Refusal to negotiate with the union: Aldi, the huge German supermarket chain, which has recently set up in Switzerland, has been banning its employees from talking to the press or the unions about their working conditions. Unia's request to engage in collective bargaining with the management was turned down. The union has been unable to check the truth of the company's claim that it has made the basic changes to individual employment contracts that were needed to respect freedom of association.

Collective agreement with a ghost union: The management of the Del Maître delicatessen company submitted a new CBA to its employees in early September 2006. The company had signed the agreement with an association that was totally unknown in the canton of Geneva. The so-called butchers' association, "Association suisse du personnel de la boucherie" (ASFPB), has no members on the staff of Del Maître. The new agreement introduced a series of negative changes for the employees, including an increase in working time to 43 hours per week and the removal of paid breaks and compensation for holidays falling on a Saturday or Sunday. Del Maître aims to introduce flexible working time for its shop workers, ranging between 5am and 9pm.

Draconian pre-conditions for bargaining: Four employers' associations in the canton of Vaud from the quasi-public health sector wrote in September 2006 to the SUD trade union federation that they would only agree to renew negotiations on a CBA if the SSP, SUD, APEMS and SYNA unions agreed not to take any action linked to those negotiations, including distribution of tracts, until the negotiations were completed or eventually broke down. The four employers' associations insisted that the unions commit themselves to respect social peace and refrain, even, from supporting any proposals to set up union delegations at the workplace.

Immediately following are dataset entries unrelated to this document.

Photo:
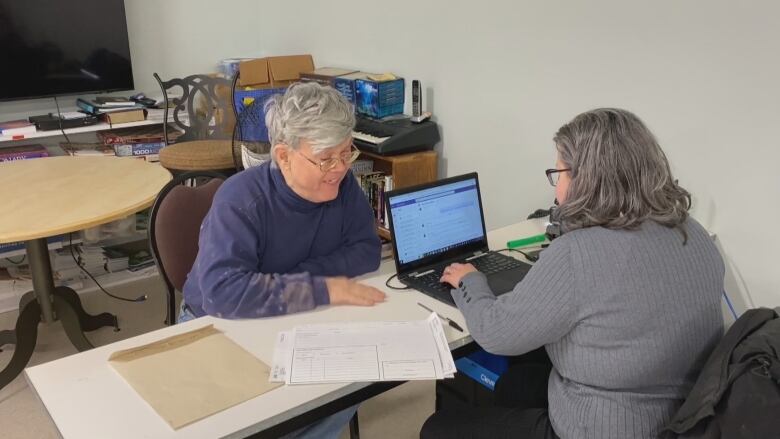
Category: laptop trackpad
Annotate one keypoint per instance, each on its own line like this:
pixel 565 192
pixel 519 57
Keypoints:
pixel 505 281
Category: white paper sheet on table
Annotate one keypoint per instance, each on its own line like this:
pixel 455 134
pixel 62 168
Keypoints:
pixel 363 351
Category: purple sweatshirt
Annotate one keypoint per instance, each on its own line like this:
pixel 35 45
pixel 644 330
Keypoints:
pixel 265 251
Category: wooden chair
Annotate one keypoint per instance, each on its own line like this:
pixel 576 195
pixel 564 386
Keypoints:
pixel 203 115
pixel 174 228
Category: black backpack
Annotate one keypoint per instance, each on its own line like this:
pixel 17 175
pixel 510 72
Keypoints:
pixel 737 394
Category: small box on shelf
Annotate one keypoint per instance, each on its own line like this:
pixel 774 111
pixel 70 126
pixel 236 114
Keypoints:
pixel 378 97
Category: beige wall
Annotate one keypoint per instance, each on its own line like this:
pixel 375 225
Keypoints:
pixel 502 76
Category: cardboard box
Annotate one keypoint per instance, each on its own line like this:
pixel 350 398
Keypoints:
pixel 275 71
pixel 325 75
pixel 379 98
pixel 346 84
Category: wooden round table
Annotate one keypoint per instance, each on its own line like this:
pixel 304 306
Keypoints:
pixel 55 195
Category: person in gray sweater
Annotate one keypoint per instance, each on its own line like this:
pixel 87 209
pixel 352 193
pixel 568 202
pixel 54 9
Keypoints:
pixel 626 301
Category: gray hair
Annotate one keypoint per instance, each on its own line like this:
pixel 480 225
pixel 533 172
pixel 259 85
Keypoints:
pixel 307 110
pixel 620 177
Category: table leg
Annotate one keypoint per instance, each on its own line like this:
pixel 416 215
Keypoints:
pixel 40 269
pixel 26 334
pixel 75 320
pixel 47 303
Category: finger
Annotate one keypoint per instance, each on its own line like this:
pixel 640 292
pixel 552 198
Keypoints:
pixel 449 279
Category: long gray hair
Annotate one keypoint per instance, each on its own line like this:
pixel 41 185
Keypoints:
pixel 310 111
pixel 620 177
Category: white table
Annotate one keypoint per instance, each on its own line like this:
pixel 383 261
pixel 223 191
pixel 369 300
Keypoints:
pixel 54 195
pixel 86 398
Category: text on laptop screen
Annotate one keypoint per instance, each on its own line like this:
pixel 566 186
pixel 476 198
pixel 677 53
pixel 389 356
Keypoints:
pixel 434 220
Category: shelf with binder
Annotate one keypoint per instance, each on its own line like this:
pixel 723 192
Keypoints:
pixel 403 170
pixel 154 117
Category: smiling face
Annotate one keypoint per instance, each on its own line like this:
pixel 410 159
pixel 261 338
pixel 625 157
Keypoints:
pixel 302 171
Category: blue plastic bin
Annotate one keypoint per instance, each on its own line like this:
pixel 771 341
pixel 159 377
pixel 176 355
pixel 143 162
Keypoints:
pixel 252 125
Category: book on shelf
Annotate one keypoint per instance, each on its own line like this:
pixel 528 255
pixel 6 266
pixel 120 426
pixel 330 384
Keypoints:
pixel 18 247
pixel 87 149
pixel 125 116
pixel 374 185
pixel 142 134
pixel 23 152
pixel 138 149
pixel 17 127
pixel 92 107
pixel 114 101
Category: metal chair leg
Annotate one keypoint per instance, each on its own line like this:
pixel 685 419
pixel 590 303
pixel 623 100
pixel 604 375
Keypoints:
pixel 354 428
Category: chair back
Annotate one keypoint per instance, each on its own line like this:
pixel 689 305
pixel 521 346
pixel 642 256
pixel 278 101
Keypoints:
pixel 200 106
pixel 174 228
pixel 250 146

Arrest of a trade unionist: Following the distribution of some tracts, which irritated some of the employers involved in the abovementioned case, an official complaint was filed by the latter for "violation of privacy". A union secretary was arrested at his home on 9 November 2006. Police from Rolle drove him to the station for an interrogation. He was asked to provide documents disclosing the identity of the activists involved in the union action, which he refused to do.

Systematic prevention of trade union activities at Migros: Since 2001 Migros has formally banned Unia from entering its stores and discredited the union in internal messages to the staff. The cooperative food company has filed a series of legal cases against Unia union officials for circulating information brochures to its staff. Six courts have addressed complaints by Migros for "violation of privacy". All the complaints ended up being rejected and all the Unia officials were acquitted. Nevertheless, Migros is refusing to give up its intimidation policy aimed at repressing any trade union impulses. In November 2006 one Migros store in the centre of Neuchâtel prevented the circulation of leaflets within the shop, despite the fact that Migros imposes a contractual requirement on its suppliers to guarantee union access to their companies.

Government contests legitimacy of the ILO Committee on Freedom of Association: The Swiss government challenged the findings of the ILO Committee on Freedom of Association (CFA) in response to a complaint by USS concerning Convention 98 and the protection of union representatives. In a document sent to the CFA in June 2006, the government questioned the committee's legitimacy and maintained that Convention 98 was not applicable under the Swiss Constitution and Swiss law, despite the country's ratification of the convention. However, seven months later, the tripartite Federal Commission handling ILO affairs agreed to give serious consideration to the CFA recommendation of November 2006 on improving the protection of trade union representatives.